Esse título comercialmente
atrativo, mas estranho, remete talvez ao ato do parto quando a criança escorre
para o mundo através do ventre da mãe.
Na verdade, o que importa nessa emocionante peça é a relação que escorre entre
mães e filhas.
O primeiro grande
mérito da dramaturga Daniela Pereira de Carvalho é inserir na ação principal
(relação entre mães e filhas) assuntos importantes como a homofobia, o processo
de adoção, o aborto e a posição da mulher na sociedade patriarcal. Convenhamos
que não é pouco.
O outro grande mérito
é a forma que ela encontrou de contar a história. Em recurso dramatúrgico
criativo, Daniela situa as ações em dois tempos distintos.
No primeiro, Elisa,
uma mãe de 70 anos (Guida Vianna) reúne-se com sua filha Antonia de 50 anos (Silvia
Buarque) para tentar quebrar o gelo presente na relação entre elas. A filha,
após um longo silêncio resolve contar que teve uma filha há 30 anos que deu
para adoção, fato que provoca uma reação violenta da mãe.
O segundo tempo se
passa 20 anos depois, Antonia agora com 70 anos (Guida Vianna) vai ao sul
conhecer Helena, a filha que entregou para adoção (Silvia Buarque) e esta
rejeita uma maior aproximação entre elas.
Essa troca de papeis
entre as atrizes e as interpretações das mesmas cria um benéfico distanciamento
que evita que o drama apresentado se transforme em um melodrama, mas ao mesmo
tempo faz com que a emoção floresça no público.
Guida Vianna, grande
atriz brasileira, infelizmente pouco presente nos palcos paulistanos, nos
brinda com duas interpretações estupendas: extrovertida e pró ativa como a mãe
Elisa e contida e calma como a filha Antonia.
Silvia Buarque tem
talento à altura de sua companheira de cena vivendo a contida Antonia na
primeira parte e a descontraída Helena na segunda.
Não se trata de um
duelo de talentos, mas sim de um jogo cênico onde uma atriz complementa a outra
nos diálogos ágeis de Daniela Pereira de Carvalho. Um verdadeiro privilégio
para quem tem oportunidade de testemunhar esses momentos do mais puro teatro.
A direção de Leonardo
Netto é focada no trabalho dessas grandes atrizes auxiliado pelo sugestivo
cenário de Ronald Teixeira formado por um vasto espelho ao fundo, cadeiras e
muita folha seca no chão. A iluminação de Paulo Cesar Medeiros direciona o foco
nos monólogos das personagens.
Talvez seja cedo para afirmar, mas arrisco dizer que estamos diante do melhor espetáculo do ano.
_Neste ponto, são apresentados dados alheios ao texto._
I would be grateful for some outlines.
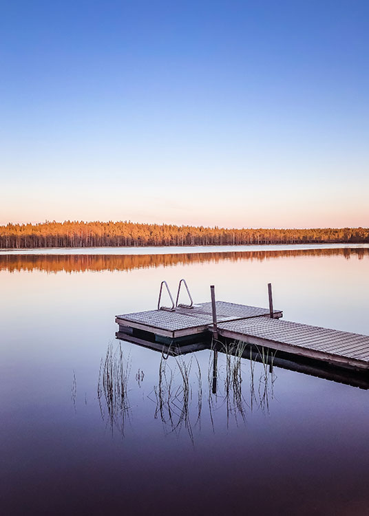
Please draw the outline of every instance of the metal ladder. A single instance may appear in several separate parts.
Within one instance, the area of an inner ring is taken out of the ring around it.
[[[189,305],[185,305],[182,303],[178,303],[178,301],[180,299],[180,289],[181,289],[182,284],[184,285],[184,287],[186,288],[186,290],[187,291],[187,294],[189,295],[189,298],[190,300]],[[165,286],[165,288],[167,288],[167,292],[168,292],[169,295],[169,298],[171,301],[171,306],[161,306],[160,305],[161,297],[162,294],[162,287],[164,285]],[[178,290],[177,290],[177,297],[176,298],[176,304],[174,304],[174,300],[173,299],[173,296],[171,295],[170,289],[168,286],[168,283],[165,281],[162,281],[160,283],[160,289],[159,290],[159,298],[158,299],[158,310],[167,310],[168,312],[175,312],[176,308],[193,308],[193,300],[192,299],[192,296],[190,294],[189,289],[186,282],[186,280],[184,278],[180,280],[180,282],[178,283]]]

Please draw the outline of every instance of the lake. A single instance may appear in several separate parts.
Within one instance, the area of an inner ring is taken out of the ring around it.
[[[368,245],[2,252],[1,513],[367,515],[368,390],[220,353],[213,394],[210,350],[116,339],[182,277],[369,334]]]

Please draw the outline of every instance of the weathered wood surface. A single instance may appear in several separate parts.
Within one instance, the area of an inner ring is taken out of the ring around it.
[[[225,301],[216,301],[215,304],[218,322],[269,315],[268,308]],[[281,317],[282,312],[275,311],[275,316]],[[117,315],[116,321],[123,325],[145,330],[165,336],[176,338],[191,335],[206,331],[213,323],[211,302],[193,305],[192,308],[177,307],[174,312],[156,310],[123,314]]]
[[[369,367],[369,336],[266,317],[218,325],[220,335],[331,363]]]

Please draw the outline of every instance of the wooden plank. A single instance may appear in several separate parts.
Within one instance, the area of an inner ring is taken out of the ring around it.
[[[315,360],[320,360],[329,363],[335,364],[339,366],[350,367],[357,369],[368,369],[368,362],[360,360],[352,360],[346,356],[340,356],[335,354],[327,354],[315,350],[309,350],[306,347],[286,344],[276,341],[271,341],[267,338],[255,337],[252,335],[238,333],[225,328],[218,328],[220,335],[229,338],[233,338],[235,341],[244,341],[249,344],[255,344],[259,346],[266,346],[272,350],[280,350],[286,353],[299,355],[300,356],[306,356]]]

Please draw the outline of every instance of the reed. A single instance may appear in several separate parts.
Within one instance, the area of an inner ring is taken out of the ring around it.
[[[119,429],[124,435],[127,418],[129,418],[128,383],[131,372],[131,358],[125,358],[120,343],[114,349],[107,346],[105,358],[100,364],[97,397],[103,420],[107,420],[112,431]]]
Vai ser difícil suplantar a qualidade da perspicaz dramaturgia de Daniela Pereira de Carvalho, da excelente tradução cênica de Leonardo Netto que nunca resvala para o melodramático e da presença luminosa em estado de graça de Guida Vianna e Silvia Buarque.
A
MENINA ESCORRENDO DOS OLHOS DA MÃE está em cartaz no SESC Pinheiros SOMENTE até
27 de julho com apenas três sessões por semana (quinta a sábado às 20h).
VOCÊ
VAI PERDER ESSE MOMENTO MÁGICO DE PURO TEATRO?